Slavuta New Jewish Cemetery
According to IAJGS, the cemetery was established in 1902, but the oldest preserved gravestone relates to the mid-19th century, so it can be assumed that the cemetery emerged during that period. It appears on a German map of 1918, a copy of a Russian map of the 1880s. The cemetery is still operating.
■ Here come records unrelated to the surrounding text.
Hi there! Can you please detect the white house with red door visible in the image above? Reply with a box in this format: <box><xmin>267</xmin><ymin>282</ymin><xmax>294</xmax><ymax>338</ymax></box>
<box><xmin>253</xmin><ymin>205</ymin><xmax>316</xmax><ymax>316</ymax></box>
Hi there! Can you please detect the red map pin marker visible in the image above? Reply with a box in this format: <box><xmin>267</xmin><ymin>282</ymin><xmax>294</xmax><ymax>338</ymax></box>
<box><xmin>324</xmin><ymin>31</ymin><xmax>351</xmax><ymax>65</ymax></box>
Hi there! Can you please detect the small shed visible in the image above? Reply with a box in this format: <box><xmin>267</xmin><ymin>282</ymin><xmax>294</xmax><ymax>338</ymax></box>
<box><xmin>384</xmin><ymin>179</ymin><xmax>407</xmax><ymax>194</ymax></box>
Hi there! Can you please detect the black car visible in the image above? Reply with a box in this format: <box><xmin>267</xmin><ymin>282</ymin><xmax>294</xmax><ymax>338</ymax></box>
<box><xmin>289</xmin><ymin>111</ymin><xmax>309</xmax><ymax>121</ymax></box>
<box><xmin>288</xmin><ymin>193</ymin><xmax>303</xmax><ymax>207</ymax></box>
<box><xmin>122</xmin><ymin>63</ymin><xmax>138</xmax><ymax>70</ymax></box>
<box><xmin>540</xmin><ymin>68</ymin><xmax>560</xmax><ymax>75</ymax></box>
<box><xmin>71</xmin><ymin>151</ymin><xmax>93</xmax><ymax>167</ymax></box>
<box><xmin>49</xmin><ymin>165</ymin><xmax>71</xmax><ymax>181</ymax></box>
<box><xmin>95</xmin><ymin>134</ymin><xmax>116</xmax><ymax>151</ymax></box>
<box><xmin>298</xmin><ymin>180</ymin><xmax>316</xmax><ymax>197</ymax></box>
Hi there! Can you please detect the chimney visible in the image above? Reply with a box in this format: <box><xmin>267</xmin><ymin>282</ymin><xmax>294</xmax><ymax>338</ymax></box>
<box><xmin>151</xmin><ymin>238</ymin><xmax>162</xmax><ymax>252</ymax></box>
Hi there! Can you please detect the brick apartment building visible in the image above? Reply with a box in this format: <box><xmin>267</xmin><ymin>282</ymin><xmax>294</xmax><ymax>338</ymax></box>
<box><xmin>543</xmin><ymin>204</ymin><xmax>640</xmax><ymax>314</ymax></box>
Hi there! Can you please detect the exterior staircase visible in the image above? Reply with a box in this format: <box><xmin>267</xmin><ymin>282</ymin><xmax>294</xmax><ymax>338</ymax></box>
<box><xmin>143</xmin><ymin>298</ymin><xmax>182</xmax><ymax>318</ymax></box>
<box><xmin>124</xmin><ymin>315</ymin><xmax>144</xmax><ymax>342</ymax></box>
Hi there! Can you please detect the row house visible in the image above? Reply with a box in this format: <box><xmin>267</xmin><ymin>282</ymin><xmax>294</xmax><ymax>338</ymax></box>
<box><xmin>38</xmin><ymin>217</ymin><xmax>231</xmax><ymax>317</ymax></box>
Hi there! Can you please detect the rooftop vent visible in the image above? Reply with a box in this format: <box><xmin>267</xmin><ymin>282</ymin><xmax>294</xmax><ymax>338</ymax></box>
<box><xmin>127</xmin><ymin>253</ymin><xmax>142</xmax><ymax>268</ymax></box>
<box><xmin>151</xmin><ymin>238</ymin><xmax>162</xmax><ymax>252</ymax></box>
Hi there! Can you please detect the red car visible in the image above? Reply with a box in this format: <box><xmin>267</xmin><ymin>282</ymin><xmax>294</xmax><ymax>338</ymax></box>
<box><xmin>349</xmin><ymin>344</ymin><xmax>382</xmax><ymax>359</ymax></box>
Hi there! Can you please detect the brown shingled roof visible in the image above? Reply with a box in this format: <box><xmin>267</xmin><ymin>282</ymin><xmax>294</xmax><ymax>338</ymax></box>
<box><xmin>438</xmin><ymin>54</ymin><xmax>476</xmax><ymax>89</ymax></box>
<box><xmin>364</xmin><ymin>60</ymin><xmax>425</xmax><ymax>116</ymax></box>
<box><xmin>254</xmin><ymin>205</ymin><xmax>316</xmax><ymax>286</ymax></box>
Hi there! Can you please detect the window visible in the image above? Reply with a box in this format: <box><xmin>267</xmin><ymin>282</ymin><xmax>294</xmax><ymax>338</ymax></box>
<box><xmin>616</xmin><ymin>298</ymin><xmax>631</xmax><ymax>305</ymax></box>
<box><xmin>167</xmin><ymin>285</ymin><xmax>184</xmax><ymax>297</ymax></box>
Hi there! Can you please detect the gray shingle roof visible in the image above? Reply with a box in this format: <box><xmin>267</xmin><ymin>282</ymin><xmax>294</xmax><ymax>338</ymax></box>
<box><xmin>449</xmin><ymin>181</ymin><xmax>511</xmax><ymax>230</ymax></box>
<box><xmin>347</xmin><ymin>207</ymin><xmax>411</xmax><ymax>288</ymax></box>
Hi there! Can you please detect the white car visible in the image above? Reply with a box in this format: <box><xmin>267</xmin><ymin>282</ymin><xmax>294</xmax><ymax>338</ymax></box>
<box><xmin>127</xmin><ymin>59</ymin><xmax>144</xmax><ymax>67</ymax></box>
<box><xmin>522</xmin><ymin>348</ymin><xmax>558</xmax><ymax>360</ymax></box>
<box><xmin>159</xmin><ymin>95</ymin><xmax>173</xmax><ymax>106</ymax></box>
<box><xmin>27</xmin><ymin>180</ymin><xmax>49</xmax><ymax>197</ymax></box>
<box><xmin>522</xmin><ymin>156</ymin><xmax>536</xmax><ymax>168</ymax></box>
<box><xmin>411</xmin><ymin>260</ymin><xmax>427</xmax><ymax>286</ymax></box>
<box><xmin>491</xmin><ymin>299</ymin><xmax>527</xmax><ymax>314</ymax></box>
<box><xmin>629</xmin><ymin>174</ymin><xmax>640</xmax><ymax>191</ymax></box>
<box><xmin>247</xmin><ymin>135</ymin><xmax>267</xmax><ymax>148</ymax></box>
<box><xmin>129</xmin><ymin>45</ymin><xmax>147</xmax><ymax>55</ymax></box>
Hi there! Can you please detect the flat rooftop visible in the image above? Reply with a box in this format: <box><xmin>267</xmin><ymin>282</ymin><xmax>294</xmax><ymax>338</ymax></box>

Jews are known from the 18th century. In 1765, 246 Jews were inhabitants of Slavuta. A Jewish printing press functioned in 1792-1836. In the early 19th century, a soap, cloth, paper and candle plants, a sawmill, foundry and flour mill were operating. The Jewish population reached 4,891 (57,8% of the total) in 1897. Under the Soviets, a Jewish school and clubs were opened. Jews were engaged in crafts. In 1934, an ancient four-stored synagogue was demolished. 5,102 Jews resided in the city in 1939. On July 7, 1941, the German army captured Slavuta. In August 1941, during two actions, 1,233 Jews were executed. Over 5,000 Jews of Slavuta and adjoining villages were herded into a ghetto. On June 25, 1942, a ghetto was liquidated. In September 1942, skilled labourers and their families were murdered. Three monuments dedicated to the victims of the Holocaust were erected.